Despite it all, perhaps my original hypothesis still stands — the only person who can determine who they are or how they want to identify is the person themselves. This is the most respectful approach I can think of, even if it is not perfect and makes me uncomfortable. Although not the best or most objective, it is the most accurate given that conceptions of race are often so inaccurate.
I can hear the objections: Why respect someone who has so obviously disrespected not only Black people but the mechanisms put in place to advocate for them? To be fair, I speak not of Dolezal particularly but of racialized people generally. For the record, I do not defend what Dolezal did. I don’t defend the lies. I don’t defend the dishonesty. I don’t defend the cultural appropriation and exploitation. But I must say that this kerfuffle has finally caused us to have that much needed conversation about race — what it is, what it means to be racialized, and what it means to exploit race for one’s personal gain.
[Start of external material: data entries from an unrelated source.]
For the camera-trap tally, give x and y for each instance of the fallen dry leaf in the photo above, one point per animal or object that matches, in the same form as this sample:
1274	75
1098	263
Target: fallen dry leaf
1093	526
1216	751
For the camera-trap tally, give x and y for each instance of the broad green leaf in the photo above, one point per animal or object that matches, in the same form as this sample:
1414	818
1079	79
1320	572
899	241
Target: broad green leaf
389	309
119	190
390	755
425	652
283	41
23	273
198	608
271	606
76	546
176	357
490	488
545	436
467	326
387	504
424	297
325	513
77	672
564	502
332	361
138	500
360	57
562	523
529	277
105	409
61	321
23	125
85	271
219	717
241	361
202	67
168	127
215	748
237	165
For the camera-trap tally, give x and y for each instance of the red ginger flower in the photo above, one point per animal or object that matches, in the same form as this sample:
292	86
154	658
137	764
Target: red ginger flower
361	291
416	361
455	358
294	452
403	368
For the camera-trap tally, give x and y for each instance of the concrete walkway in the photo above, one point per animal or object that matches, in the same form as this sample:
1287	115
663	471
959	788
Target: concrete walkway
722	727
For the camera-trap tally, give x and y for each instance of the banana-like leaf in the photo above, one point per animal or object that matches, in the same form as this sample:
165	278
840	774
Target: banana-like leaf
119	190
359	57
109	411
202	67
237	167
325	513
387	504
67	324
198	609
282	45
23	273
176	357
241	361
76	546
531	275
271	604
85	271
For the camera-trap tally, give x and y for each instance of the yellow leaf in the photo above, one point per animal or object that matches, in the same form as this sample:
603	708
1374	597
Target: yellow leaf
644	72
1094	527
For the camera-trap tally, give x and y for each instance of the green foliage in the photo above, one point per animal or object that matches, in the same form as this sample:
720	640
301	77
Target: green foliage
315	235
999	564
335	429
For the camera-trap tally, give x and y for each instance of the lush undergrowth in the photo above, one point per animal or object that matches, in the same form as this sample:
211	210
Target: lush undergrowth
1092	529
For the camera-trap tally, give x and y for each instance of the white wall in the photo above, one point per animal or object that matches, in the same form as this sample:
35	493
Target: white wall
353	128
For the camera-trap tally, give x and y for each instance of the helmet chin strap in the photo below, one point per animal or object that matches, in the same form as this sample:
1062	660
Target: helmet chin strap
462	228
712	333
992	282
Rachel Dolezal has said that although this discussion has come at her own expense in a “viciously inhumane way,” she says the discussion is really about what it is to be human, and “I hope that can drive at the core of definitions of race, ethnicity, culture, self-determination, personal agency, and ultimately empowerment.” I have to agree.
While it is so easy — too easy — to say that Rachel Dolezal is not Black (and I so want to say she isn’t because of this and this and this and this), an argument can be made for why she is or why she could be. That’s what’s scary. Or thought-provoking. Or at the very least should give us pause. That’s why we need to rethink race — and especially what it means to be Black. Otherwise, as Cobbs implies, we risk reducing race or Blackness to just a list of criteria:
“Rachel Dolezal is not black — by lineage or lifelong experience — yet I find her deceptions less troubling than the vexed criteria being used to exclude her. If blackness is simply a matter of a preponderance of African ancestry, then we should set about the task of excising a great deal of the canon of black history, up to and including the current President. If it is simply a matter of shared experience, we might excommunicate people like Walter White, whose blue eyes were camouflage that could serve both to spare him the direct indignity of racism and enable him to personally investigate and expose lynchings. Dolezal was dishonest about an undertaking rooted in dishonesty, and no matter how absurd her fictional blackness may appear, it is worth recalling that the former lie is far more dangerous than the latter.”